Steelcase dealer McCoy-Rockford, based in Houston, came to the project with tremendous experience in the region. They worked closely with Steelcase to offer their client an alternative solution — one that mitigated risk and met their design expectations.

“Once the client and design firm realized we could provide everything they needed to keep the design in tact down to the very last details and do it all with one family of brands instead of 50, saving them time and money, their decision was clear,” says Ken Beaver, president and CEO, McCoy-Rockford.

Because it all would come from Steelcase, everything would ship together. It would arrive at the same time, be color coded by floor and go directly from the truck to where it would live. The calculated savings in time and money rang in at about $1 million.

“We know choice is key in creating inspiring, informal spaces where people want to work,” says Shapland. “But, that shouldn’t mean you have to pay more or spend more time tracking down details and logistics.”

Behind-the-Scenes of Simple

What sounds simple has taken years of work behind-the-scenes.

“It starts with an infrastructure that allows our dealers to order and schedule partner products just like they do Steelcase products,” says Brad Vernier, vice president, Steelcase global order fulfillment. “Before launching a new partner, teams are busy working with the partner to collect product data so that order entry functions correctly, dealers receive their order acknowledgments and everything else that they expect.”

Before any orders are entered, there needs to be a way to capture key data from all of the partners and their products. They need packaging information, dimensions and weight in addition to pick-up and delivery information. They also need site information like is there a loading dock and equipment available? Each piece of data is crucial.

“Every single partner has a project manager that’s asking the right questions to find any gaps that might exist in the logistics and fill them. It’s those small gaps that keep us up at night.”

Jill BoundsSteelcase Lean-Quality Manager

The operations team has daily meetings before launch. Then, weekly check-ins and monthly reviews. They address anything they didn’t anticipate and continue to monitor and learn throughout the early phases of ordering.

“We learn and test with small shipments to our facilities before launching to all our customers, so we know we’re ready to deliver,” said Bounds.

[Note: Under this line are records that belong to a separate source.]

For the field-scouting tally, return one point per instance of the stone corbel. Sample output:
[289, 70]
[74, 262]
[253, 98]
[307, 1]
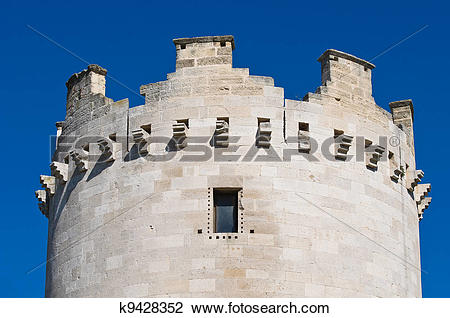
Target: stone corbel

Following order entry, scheduling and data collection, there’s logistics planning. More than a century of experience allows operations teams to track weather, traffic, webcams, social media and news events to identify, predict and solve problems before they happen. Regional distribution centers allow teams to adjust so customers don’t have to. They manage 3,000 customer deliveries weekly and 150,000 products daily to 78,000 customers around the world. They do it with a near-perfect complete shipment rate of 99.93 percent.

Once the customer has what they need, the team isn’t done. They coordinate any warranty or after sale claims. Different partners have different agreements. But, the Steelcase team makes sure it’s easy to know who to call and how to resolve any questions.

Creating something simple is not easy. But, when the goal is to help people have a better day at work, it’s essential because design and delivery go hand-in-hand.